To understand Forest Whitaker, you might start with the fact that he finds sympathy for every character he plays, even Idi Amin. It helps that he’s just finished a film, The Last King of Scotland, for which he spent months getting inside the Ugandan dictator’s skin. He taught himself Swahili. He learned to play the accordion, as Amin did. He traveled to Uganda and interviewed Amin’s former generals and relatives. “He’s a very complicated man,” says Whitaker. “He was responsible for major atrocities, but he also reshaped opportunities for people in his country. He was a person who was colonized, and he stood up to colonialism. And he was demonized for many things, but partly for standing up.”
In fact, when Whitaker is talking, it sometimes sounds like he has more sympathy for his characters than he does for himself. It’s not that he beats himself up. But he feels that he’s been drifting a bit. So this year, he looked to stoke his creative fire. As part of that project, he took his first-ever ongoing TV role, as an Internal Affairs detective named Jon Kavanaugh on FX’s The Shield. The police drama, now in its fifth season, was inspired by L.A.’s Rampart scandal, in which a real-life group of cops was revealed to be operating like a kind of rogue street gang. The show stars Michael Chiklis as Vic Mackey, an often-brutal and frequently unethical but inarguably effective cop. Last year, the series was invigorated by Glenn Close’s season-long cameo as Mackey’s wary but supportive captain. This season, creator Shawn Ryan pursued Whitaker to come in as a different kind of foil: He’s Mackey’s own Inspector Javert.

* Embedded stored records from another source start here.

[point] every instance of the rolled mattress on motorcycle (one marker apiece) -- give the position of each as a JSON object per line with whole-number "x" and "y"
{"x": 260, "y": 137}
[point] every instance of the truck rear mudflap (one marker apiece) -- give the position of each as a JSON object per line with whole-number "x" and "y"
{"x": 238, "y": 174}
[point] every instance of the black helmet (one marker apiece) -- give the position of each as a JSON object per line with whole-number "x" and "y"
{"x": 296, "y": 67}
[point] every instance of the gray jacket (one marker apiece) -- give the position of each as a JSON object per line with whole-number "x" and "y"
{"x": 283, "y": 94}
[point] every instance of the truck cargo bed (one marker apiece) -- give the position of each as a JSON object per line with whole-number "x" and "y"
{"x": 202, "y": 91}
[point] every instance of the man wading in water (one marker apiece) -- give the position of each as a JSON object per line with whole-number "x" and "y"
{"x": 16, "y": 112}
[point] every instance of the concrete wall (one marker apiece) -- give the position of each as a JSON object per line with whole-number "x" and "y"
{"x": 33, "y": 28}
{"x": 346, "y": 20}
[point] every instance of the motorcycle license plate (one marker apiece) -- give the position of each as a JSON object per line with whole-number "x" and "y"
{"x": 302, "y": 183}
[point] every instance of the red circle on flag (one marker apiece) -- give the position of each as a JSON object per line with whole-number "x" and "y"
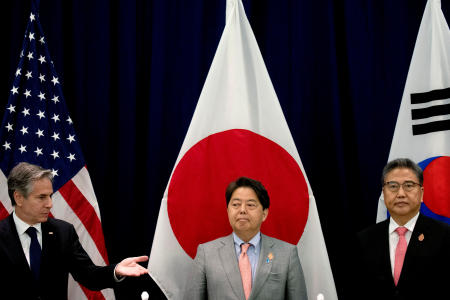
{"x": 196, "y": 202}
{"x": 436, "y": 186}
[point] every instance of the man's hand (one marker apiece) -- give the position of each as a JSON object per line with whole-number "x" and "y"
{"x": 130, "y": 267}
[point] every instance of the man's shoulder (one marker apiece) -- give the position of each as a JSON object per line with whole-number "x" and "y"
{"x": 438, "y": 227}
{"x": 218, "y": 242}
{"x": 279, "y": 243}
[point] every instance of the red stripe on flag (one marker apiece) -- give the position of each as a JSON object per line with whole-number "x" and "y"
{"x": 86, "y": 213}
{"x": 92, "y": 295}
{"x": 3, "y": 212}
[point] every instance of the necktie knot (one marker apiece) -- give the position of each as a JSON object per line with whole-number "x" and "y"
{"x": 244, "y": 247}
{"x": 35, "y": 252}
{"x": 401, "y": 231}
{"x": 31, "y": 231}
{"x": 246, "y": 270}
{"x": 400, "y": 252}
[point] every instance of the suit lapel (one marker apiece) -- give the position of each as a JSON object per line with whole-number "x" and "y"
{"x": 383, "y": 252}
{"x": 264, "y": 266}
{"x": 416, "y": 246}
{"x": 14, "y": 248}
{"x": 227, "y": 254}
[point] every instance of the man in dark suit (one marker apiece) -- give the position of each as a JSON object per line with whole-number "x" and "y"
{"x": 408, "y": 255}
{"x": 246, "y": 264}
{"x": 37, "y": 253}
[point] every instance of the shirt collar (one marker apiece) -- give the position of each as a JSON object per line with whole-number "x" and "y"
{"x": 409, "y": 225}
{"x": 21, "y": 226}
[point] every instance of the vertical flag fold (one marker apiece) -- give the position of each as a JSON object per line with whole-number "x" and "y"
{"x": 37, "y": 128}
{"x": 238, "y": 129}
{"x": 422, "y": 132}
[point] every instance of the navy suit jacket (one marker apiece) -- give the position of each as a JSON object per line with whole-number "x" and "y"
{"x": 426, "y": 269}
{"x": 62, "y": 254}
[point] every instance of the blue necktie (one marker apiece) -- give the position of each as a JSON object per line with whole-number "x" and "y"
{"x": 35, "y": 252}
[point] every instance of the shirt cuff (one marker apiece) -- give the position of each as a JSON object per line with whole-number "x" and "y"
{"x": 118, "y": 278}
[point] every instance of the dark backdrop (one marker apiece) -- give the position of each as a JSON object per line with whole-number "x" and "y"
{"x": 132, "y": 72}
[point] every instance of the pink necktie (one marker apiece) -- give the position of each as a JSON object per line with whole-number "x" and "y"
{"x": 400, "y": 252}
{"x": 246, "y": 270}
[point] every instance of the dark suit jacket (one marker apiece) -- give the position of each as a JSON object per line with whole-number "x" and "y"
{"x": 426, "y": 268}
{"x": 62, "y": 254}
{"x": 215, "y": 274}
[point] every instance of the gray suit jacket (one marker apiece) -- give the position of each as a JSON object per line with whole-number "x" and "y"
{"x": 215, "y": 274}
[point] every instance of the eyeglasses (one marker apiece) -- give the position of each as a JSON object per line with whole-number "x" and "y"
{"x": 407, "y": 186}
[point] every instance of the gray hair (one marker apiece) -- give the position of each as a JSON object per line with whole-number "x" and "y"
{"x": 22, "y": 177}
{"x": 405, "y": 163}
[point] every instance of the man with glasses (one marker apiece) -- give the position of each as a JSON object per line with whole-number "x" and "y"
{"x": 246, "y": 264}
{"x": 408, "y": 255}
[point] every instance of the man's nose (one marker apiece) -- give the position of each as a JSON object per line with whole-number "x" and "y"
{"x": 401, "y": 191}
{"x": 49, "y": 203}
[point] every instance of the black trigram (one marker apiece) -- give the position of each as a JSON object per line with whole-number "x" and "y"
{"x": 431, "y": 111}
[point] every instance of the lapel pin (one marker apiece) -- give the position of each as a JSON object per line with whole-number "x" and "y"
{"x": 421, "y": 237}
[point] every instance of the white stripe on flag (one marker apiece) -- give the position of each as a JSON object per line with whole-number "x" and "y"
{"x": 83, "y": 182}
{"x": 4, "y": 197}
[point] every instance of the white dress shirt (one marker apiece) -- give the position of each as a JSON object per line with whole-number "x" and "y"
{"x": 393, "y": 236}
{"x": 25, "y": 239}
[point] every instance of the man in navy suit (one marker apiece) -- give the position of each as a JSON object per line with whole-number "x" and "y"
{"x": 408, "y": 255}
{"x": 276, "y": 272}
{"x": 37, "y": 253}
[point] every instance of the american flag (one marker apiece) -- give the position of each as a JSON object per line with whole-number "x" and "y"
{"x": 37, "y": 128}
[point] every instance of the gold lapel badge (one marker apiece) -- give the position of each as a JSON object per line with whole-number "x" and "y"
{"x": 269, "y": 257}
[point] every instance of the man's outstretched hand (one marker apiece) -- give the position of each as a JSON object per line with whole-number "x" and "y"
{"x": 130, "y": 267}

For this role, Whitaker, who’s 44, hasn’t had to immerse himself in a foreign culture or learn a new language. He grew up in South Central L.A., so he has his own visceral feelings about the tactics of dirty cops like Mackey. “The way I look at police officers—” he says, then stops. “Okay, I do recognize the necessity of police officers in this society. And I know there are good cops. But I also come from a background where, on my street, cops killed people. Relatives of mine were killed by police officers. Having been someone who’s been thrown across the hood of a car—in life! Not in movies! Just growing up!—I know what police officers are capable of.”
“I do recognize the necessity of police officers in this society. But on my street, cops killed people. Relatives of mine were killed by police officers.”

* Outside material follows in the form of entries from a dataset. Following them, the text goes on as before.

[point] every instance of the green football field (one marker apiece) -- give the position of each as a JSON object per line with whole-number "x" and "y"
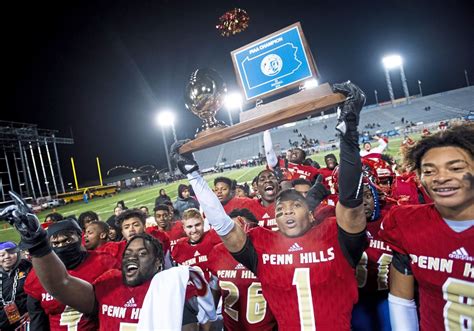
{"x": 146, "y": 195}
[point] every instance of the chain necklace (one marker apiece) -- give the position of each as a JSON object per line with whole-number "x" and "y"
{"x": 15, "y": 282}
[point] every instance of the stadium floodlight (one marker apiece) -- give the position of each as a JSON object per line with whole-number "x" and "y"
{"x": 165, "y": 118}
{"x": 392, "y": 61}
{"x": 310, "y": 83}
{"x": 233, "y": 101}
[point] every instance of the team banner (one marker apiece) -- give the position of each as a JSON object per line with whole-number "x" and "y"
{"x": 274, "y": 63}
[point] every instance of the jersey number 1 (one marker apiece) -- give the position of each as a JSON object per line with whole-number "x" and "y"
{"x": 305, "y": 299}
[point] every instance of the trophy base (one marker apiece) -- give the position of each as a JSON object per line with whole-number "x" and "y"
{"x": 202, "y": 132}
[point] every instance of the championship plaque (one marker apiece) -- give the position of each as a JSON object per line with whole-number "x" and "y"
{"x": 270, "y": 65}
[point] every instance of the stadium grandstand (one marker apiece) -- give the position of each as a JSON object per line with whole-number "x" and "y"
{"x": 317, "y": 133}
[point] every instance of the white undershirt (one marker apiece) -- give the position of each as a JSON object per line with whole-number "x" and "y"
{"x": 459, "y": 226}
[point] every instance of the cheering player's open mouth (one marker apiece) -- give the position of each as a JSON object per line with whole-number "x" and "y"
{"x": 270, "y": 189}
{"x": 445, "y": 191}
{"x": 291, "y": 223}
{"x": 131, "y": 269}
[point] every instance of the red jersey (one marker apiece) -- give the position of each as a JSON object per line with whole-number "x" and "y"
{"x": 244, "y": 307}
{"x": 306, "y": 280}
{"x": 296, "y": 170}
{"x": 442, "y": 262}
{"x": 185, "y": 253}
{"x": 327, "y": 178}
{"x": 119, "y": 305}
{"x": 175, "y": 233}
{"x": 162, "y": 237}
{"x": 264, "y": 215}
{"x": 62, "y": 317}
{"x": 374, "y": 265}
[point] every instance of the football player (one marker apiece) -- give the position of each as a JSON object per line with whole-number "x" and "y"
{"x": 117, "y": 296}
{"x": 96, "y": 234}
{"x": 194, "y": 249}
{"x": 292, "y": 167}
{"x": 306, "y": 271}
{"x": 165, "y": 223}
{"x": 433, "y": 244}
{"x": 244, "y": 307}
{"x": 64, "y": 238}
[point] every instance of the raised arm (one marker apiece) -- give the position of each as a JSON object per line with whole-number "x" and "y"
{"x": 50, "y": 270}
{"x": 349, "y": 210}
{"x": 270, "y": 155}
{"x": 350, "y": 214}
{"x": 232, "y": 236}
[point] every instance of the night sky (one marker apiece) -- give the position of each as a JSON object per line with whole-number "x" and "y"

Two years ago, Whitaker had come to such a career crisis that he decided to shut down his successful production company, Spirit Dance. “I was trying to figure out what I was saying. I needed to retreat for a moment into silence,” he says. “I started to question what kind of stories I was putting out into the universe.” This is how Whitaker talks: He’s interested in, even consumed by, questions of spiritual responsibility. Sometimes he’ll digress, then stop himself and laugh and apologize for sounding corny. But Whitaker’s great strength onscreen has always been his ability to play off the tension between his appearance (six feet two; a hulking physique; the one eye that droops, slightly offset from the other) and his serene spiritual bearing. This is, after all, a guy who grew up as a heavily recruited high-school football star while also studying opera. He went to college on a sports scholarship and, after a back injury, switched to singing, then acting, eventually graduating from USC’s theater program.

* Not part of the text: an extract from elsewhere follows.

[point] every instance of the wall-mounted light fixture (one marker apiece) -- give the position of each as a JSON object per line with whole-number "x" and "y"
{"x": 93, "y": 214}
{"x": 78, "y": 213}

He’s enjoyed a prodigious career since, marked by a transcendent turn as Charlie Parker in Clint Eastwood’s 1988 jazz biopic, Bird, and a devastating performance as a doomed British soldier in The Crying Game that left some fans convinced he was from the U.K. (He was born in Texas.) To many, his definitive role was the becalmed pigeon-raising, Samurai-code-following Mafia hit man in Jim Jarmusch’s 1999 film Ghost Dog: The Way of the Samurai. In between, he’s made a good living by playing flat characters in pulpy thrillers, such as his remorseful crook Burnham in Panic Room, and lending them a distinct and soulful grandeur they often don’t deserve. Of Burnham he says, “He broke into a home. He put gas in a room with a mother and a child. So I’m always fascinated by how many people wanted that character to get away.”
He also expanded into directing, making his debut with a grim film about inner-city gun violence, Strapped, for HBO in 1993. His next movie, Waiting to Exhale, was a smooth buppie drama, but it was nonetheless welcomed as the kind of African-American story that was rarely being told, namely, one that doesn’t involve thugs, guns, or drugs.
But it’s easy to see why, in recent years, Whitaker felt that his focus was slipping. He took parts, such as the crisis-defusing cop in Phone Booth, that were dim echoes of roles he’d played a dozen times before. And he can’t have been heartened by donning dreadlocks and alien makeup to tromp around behind John Travolta in Battlefield Earth. The most recent film he directed, 2004’s First Daughter, with Katie Holmes, was not only a harmless comedy about the president’s daughter falling in love, but it was the second harmless First-Daughter-falls-in-love comedy (after Chasing Liberty) to come out that year.